Avec pas mal d'humour tu reste sur observes les vaguelettes sur le sable et meme tente de deviner dans les dessins de la mousse si la mer monte ou descend. Avec un peu de science tu peux espérer mettre en évidence une corrélation entre la force du vent et la hauteur moyenne des vagues .
transhuman a écrit :Bon , alors essayons un "modèle" plus basique pour illustrer pourquoi rien n'est calculable et que le court des évènements sera déterminé par des actions politiques qui se battent le flanc de la présence ou non d'equations
Mon approche des problèmes est plus globale que mathématique.
Comme exemple "Basique", je vais prendre une foret ou l'élément "individu " serait l'arbre(en sachant qu'il est lui meme une étape déja structurée et complexe d'un système non homogène).

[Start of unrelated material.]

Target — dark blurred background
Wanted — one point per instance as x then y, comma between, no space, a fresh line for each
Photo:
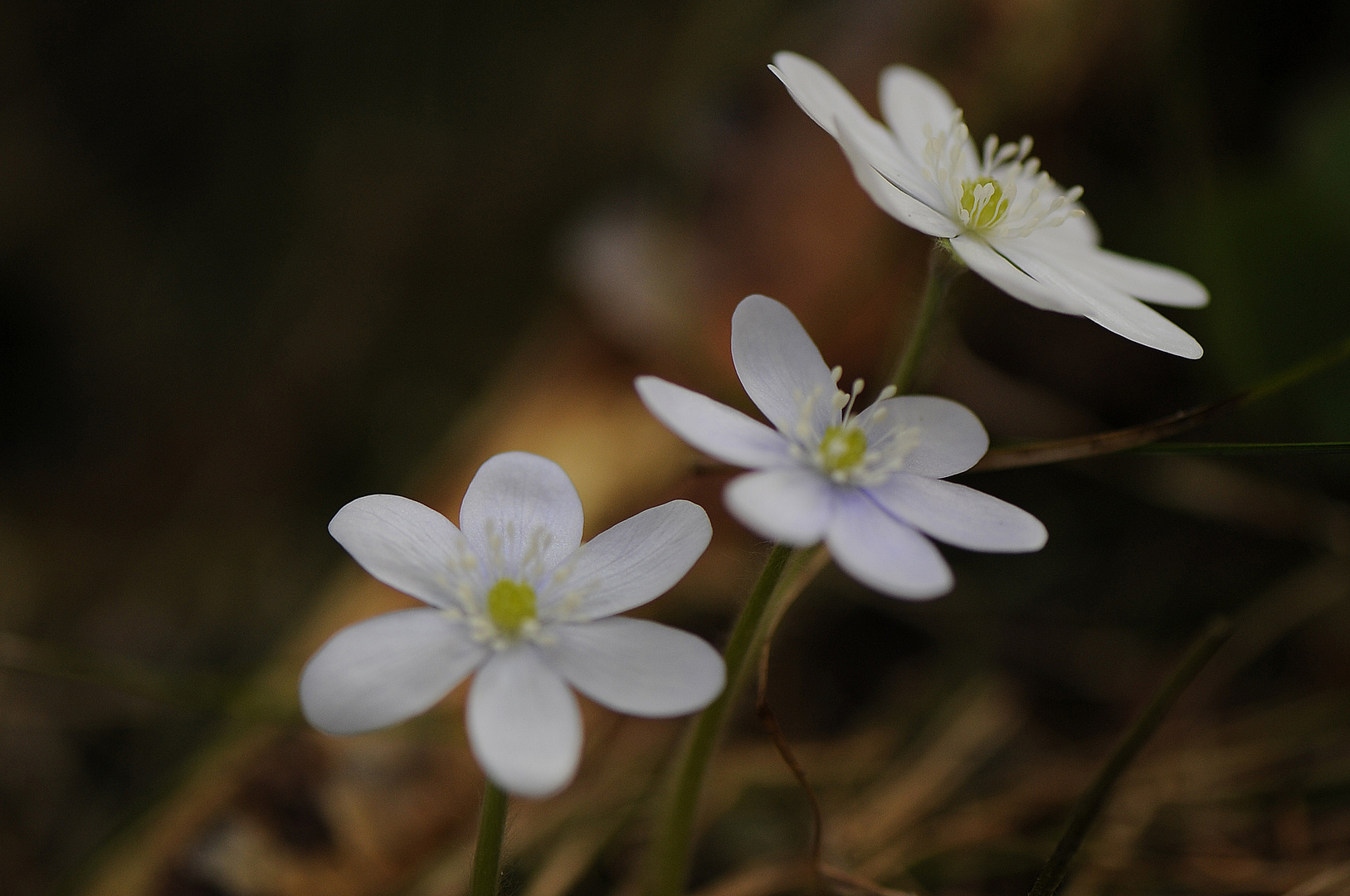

Sur un sol favorable l'arbre "profite" et grossit . Curieusement l'arbre limite sa croissance a une taille optimale et pour exploiter au mieux la ressource ne va pas doubler sa taille mais favoriser la venue d'un autre arbre(avec , bien sur une agressivité intra-spécifique suffisante pour que son rejeton ne vienne pas lui "pomper l'air" de trop pres.
La structure "foret" devient suite a ces arrangements multiples mèllant herbazcés et ligneux , especes dominantes squattées par d'autres opportunistes , pedofaune et pedoflores, etc .... un ensemble complexe d'une extrème stabilité dont je me garderais bien de vouloir modéliser sa superbe complexité.
Ce que veux faire l'homme, c'est un arbre de 20km de haut , racines exploitant 10km de rayon.
Entreprise arrogante s'il en est, il prétend gérer mieux que nature.
transhuman a écrit :rien n'est calculable et que le court des évènements sera déterminé par des actions politiques qui se battent le flanc de la présence ou non d'equations
dit il .
Si nous voulons l'arbre grand , nous l'aurons grand !! que diable.
Nos actions politiques n'ont que faire d'optimisations structurelle . Ce ne sont que mathématiques qui sifflent sur nos tetes . Nous étaieront , ils se tairont !
Deja notre foret bien alignée ont des arbres de 500m assez solides ma foi , qu'aucun prédateur n'agresse faute de prédateur .
Pour cet exemple , il m'importe peu de calculer la taille optimale de mon pommier . Ce qui m'interesse ds l'outil mathématique ,:
- c'est qu'il me dit que le gigantisme oblige a un outil de gestion pervers car artificiel , inventé , incapable d'approcher la stabilité d'un système complexe naturel.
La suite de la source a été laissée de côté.